Squirrels with tiny shovels?

You know it has been a long winter when the woodland critters start digging themselves paths through the snow.

I wish I had seen them with their little shovels!

I wish I had seen them with their little shovels!

This morning, I looked out the kitchen window to see not just prints but a regular daggone pathway leading from the house to a hydrangea bush.  I figured it was a squirrel route, but squirrels (like my students) don’t have the attention span to dig a pathway.  They just leap and scurry.  No, this pathway must be the work of tunnel digging chipmunks.  In summer, the rock wall by that hydrangea is one of the entrances to their Maywood Metro System.  Yeah, I can just picture Simon, Theodore and Alvin (!!!!! ) with tiny little shovels working their way across the garden.

The snow pack  reveals a lot about who is coming and going out there.  For example, it revealed my brother-in-law’s visit to the front door the other day.  It also reveals all the routes the squirrels take to get to the house.
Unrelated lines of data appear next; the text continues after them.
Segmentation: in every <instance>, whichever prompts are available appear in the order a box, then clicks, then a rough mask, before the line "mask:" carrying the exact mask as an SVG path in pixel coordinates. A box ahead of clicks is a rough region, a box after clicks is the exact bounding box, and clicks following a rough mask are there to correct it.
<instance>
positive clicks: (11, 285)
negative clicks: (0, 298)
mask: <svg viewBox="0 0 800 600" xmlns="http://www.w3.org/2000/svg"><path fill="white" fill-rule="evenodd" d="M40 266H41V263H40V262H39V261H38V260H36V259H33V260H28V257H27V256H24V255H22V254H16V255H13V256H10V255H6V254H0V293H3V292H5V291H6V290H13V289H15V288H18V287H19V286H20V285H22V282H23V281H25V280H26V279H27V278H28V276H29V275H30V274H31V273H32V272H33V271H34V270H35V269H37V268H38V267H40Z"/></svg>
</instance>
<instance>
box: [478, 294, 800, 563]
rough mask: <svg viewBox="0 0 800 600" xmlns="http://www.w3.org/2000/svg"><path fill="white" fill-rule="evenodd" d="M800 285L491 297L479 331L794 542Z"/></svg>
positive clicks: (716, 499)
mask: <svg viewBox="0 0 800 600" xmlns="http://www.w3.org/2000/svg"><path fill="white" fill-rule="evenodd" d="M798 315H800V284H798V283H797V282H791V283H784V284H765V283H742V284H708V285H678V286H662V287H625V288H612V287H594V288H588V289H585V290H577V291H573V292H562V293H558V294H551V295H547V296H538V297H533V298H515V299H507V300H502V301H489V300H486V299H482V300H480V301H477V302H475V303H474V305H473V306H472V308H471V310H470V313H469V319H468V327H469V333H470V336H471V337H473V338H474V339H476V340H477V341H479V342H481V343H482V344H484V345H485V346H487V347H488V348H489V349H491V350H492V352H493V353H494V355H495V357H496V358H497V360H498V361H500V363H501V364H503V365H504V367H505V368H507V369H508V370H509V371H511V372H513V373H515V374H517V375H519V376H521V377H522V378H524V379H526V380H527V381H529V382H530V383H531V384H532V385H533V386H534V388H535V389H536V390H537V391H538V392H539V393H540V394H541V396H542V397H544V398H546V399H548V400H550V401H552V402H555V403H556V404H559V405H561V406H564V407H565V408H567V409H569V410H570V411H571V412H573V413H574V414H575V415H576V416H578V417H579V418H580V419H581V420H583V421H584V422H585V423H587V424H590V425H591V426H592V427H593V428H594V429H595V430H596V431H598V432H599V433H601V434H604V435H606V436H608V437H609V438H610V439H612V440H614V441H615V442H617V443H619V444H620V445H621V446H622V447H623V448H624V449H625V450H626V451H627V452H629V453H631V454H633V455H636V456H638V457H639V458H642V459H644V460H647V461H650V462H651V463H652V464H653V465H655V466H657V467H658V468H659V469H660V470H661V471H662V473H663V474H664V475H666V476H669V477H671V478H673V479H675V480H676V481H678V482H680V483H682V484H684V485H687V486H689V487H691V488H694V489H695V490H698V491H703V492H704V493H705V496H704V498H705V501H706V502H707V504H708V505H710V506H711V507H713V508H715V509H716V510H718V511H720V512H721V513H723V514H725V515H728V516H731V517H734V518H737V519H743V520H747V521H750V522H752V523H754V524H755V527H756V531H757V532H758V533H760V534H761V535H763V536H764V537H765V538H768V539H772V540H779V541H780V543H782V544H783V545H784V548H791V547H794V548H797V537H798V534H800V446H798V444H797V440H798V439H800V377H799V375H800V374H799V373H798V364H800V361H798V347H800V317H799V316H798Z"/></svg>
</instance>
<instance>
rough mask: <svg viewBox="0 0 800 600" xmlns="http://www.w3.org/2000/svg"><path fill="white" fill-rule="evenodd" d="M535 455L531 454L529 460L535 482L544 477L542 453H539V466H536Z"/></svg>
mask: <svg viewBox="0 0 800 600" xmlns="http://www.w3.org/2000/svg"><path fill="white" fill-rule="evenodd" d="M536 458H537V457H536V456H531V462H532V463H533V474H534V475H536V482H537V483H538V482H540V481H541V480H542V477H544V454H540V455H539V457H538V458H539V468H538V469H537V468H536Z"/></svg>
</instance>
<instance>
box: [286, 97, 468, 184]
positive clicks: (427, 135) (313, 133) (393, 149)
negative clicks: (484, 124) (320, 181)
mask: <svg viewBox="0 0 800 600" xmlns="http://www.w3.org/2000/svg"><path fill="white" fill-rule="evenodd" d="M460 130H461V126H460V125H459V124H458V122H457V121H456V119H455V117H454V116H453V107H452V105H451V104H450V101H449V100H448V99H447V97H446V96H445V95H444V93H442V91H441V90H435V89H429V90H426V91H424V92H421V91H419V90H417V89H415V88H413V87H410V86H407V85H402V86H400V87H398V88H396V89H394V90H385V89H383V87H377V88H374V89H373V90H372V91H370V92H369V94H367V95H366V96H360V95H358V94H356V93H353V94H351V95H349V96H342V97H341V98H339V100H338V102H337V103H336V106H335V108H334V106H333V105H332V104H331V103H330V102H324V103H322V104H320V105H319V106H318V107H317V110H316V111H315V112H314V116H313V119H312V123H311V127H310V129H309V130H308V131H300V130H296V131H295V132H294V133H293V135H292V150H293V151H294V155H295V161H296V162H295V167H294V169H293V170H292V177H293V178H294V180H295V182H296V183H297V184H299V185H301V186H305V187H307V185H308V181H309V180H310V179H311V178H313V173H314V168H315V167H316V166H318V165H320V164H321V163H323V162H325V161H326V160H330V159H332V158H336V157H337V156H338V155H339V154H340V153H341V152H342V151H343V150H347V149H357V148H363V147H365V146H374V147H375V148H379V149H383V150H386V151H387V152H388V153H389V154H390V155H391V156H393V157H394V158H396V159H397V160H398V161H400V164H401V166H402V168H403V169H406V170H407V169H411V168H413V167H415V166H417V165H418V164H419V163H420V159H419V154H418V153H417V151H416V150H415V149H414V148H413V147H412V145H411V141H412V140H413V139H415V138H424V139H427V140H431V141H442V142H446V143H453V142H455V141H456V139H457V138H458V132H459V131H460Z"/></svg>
One route is across the patio and over the abandoned hot tub where they leap on the house and into the attic to party until spring.  There are other routes that involve leaping, Tarzan-like, from trees to the roof.

Like the squirrels, the mice have no desire to shelter under a hydrangea bush in the Maywood subway system. No, they want the full comforts of home for as long as  they can get away with it.  Maywood Man keeps tossing snapped invaders and still they come.  You’d think they would  get the message that the one-way track of mouse prints leads to a cozy house of death.

Meanwhile, out yonder, the deer have gotten the message that we are turning the clocks forward tonight for Daylight Savings Time.  They have been seen traipsing across the field, brown against white, as though spring is coming, it isn’t below freezing, and they aren’t walking through nine inches of snow.  Is it the longer days or the lack of men sitting in trees that signals to them that it is safe to use their usual paths through the yard?  It sure isn’t the weather.

So it’s March, and we have no idea who remains in the beehives  because it has been too cold to look inside and they certainly have not been coming out to play in the snow.  We know at least one hive is empty and suspect that a second was not going to last the winter.  It would be great to find the two strong hives waiting for us when the temp breaks 50 later this week. Regardless of who has survived, we ordered four packages of bees for the new season.

Spring is coming.  It always does.  The chipmunks are ready.  And maybe some  bees.